Tuesday, 20 February 2007

Lichtenberg

I've just come across the aphorisms of Georg Christophe Lichtenberg.
http://en.wikipedia.org/wiki/Georg_Christoph_Lichtenberg

I am fond of aphorisms, in their compressed way they shine a thin focussed beam that cuts into the inconscient. They have a high specific gravity; they are the gold of speech.

In the old city of Jerusalem you may see a man carrying 23 chairs on his back or a large fridge. In Paris as told in 'The Piano Shop on the Left Bank'(by T.E.Carhart) you can hire a man who will carry a grand piano up the stairs of a courtyard apartment. There are the steps, there is the harness, there is the grand piano, you must find that perfect point of balance then swing and move. For this service there is an acolyte who guides the nose of the piano and prevents the swing of it from unbalancing the porter.

All that prose. Poetry has a stronger back. I can understand how Shankara wrote most of his Upadesa Sahasri in verse because its constraints force one to get past the normal cliches that spring effortlessy.

"A book is a mirror: if an ape looks into it an apostle is hardly likely to look out. We have no words for speaking of wisdom to the stupid. He who understands the wise is wise already."
(Lichtenberg from Notebook E 49: 1775 1776)

Wednesday, 10 January 2007

Wisdom

Is there such a thing as wisdom. Could someone be so connatural with wisdom that everything they do and say has that virtue.
"But in all such matters that which appears to the good man is thought to be really so." (i.e. that which appears good to him) Aristotle,'Nichomachean Ethics' Bk.10.chap.V.

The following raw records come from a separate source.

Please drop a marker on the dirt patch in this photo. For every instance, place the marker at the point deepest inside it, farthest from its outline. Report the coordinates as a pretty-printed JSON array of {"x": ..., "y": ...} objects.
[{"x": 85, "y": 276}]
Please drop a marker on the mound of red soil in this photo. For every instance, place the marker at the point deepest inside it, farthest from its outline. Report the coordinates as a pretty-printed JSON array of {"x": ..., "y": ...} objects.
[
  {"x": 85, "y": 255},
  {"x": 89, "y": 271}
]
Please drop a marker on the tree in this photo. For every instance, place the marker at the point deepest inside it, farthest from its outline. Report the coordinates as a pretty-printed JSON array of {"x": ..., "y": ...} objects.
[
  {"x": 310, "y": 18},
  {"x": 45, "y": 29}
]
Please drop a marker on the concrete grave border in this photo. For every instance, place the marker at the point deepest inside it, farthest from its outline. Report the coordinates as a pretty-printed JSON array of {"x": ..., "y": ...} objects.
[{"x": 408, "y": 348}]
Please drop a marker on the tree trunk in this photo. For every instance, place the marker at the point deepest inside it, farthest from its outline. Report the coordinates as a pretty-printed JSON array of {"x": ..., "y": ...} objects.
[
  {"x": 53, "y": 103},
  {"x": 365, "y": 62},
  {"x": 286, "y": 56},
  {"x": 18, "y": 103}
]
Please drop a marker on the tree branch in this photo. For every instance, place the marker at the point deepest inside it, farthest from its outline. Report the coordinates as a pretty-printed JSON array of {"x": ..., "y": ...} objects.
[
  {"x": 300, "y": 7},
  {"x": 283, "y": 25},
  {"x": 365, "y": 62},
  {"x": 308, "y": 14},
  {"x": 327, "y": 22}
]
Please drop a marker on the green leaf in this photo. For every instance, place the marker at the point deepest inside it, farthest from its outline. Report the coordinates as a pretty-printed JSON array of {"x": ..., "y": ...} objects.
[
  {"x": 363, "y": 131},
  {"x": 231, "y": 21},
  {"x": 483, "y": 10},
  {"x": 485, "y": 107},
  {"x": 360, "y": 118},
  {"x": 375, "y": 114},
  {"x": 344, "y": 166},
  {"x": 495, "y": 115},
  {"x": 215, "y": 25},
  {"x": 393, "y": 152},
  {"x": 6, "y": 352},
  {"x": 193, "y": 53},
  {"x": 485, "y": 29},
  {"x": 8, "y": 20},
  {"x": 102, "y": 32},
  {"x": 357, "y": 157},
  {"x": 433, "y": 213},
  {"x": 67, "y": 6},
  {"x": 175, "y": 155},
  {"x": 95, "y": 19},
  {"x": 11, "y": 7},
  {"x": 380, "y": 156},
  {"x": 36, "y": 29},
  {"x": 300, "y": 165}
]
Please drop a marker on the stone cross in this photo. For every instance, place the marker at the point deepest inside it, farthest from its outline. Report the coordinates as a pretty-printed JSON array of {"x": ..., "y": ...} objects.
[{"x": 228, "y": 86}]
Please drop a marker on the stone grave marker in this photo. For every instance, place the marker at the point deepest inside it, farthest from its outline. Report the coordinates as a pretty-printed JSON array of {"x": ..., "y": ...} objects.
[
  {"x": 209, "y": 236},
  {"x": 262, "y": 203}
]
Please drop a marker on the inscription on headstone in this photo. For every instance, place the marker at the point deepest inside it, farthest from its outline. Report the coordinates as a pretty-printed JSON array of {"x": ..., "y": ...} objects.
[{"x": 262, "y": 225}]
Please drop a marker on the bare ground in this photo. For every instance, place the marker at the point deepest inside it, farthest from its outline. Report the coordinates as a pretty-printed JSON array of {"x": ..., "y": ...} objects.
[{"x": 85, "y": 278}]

Wisdom and Truth can often be connatural with persons who know nothing of abstruse philosophy and ethical theory. The only explanation is that they are it. A Nisargadatta or a Ramakrishna is more impressive than a hyper educated Brahmin but of course 'it' can land anywhere.

From War and Peace:
"Oh, well, of course, folks are different. One man lives for his own wants and nothing else, like Mituh, he only thinks of filling his belly, but Fokanitch, is a righteous man. He lives for his soul. He does not forget God."
"How thinks of God? How does he live for his soul?" Levin almost shouted.
"Why, to be sure, in truth, in God's way. Folks are different. Take you now, you wouldn't wrong a man ......"
"Yes, yes, good-bye!" said Levin, breathless with excitement, and turning round he took his stick and walked quickly away towards home. At the peasant's words that Fokanitch lived for his soul, in truth, in God's way, undefined but significant ideas seemed to burst out as though they had been locked up, and all striving towards one goal, they thronged whirling through his head, blinding him with their light.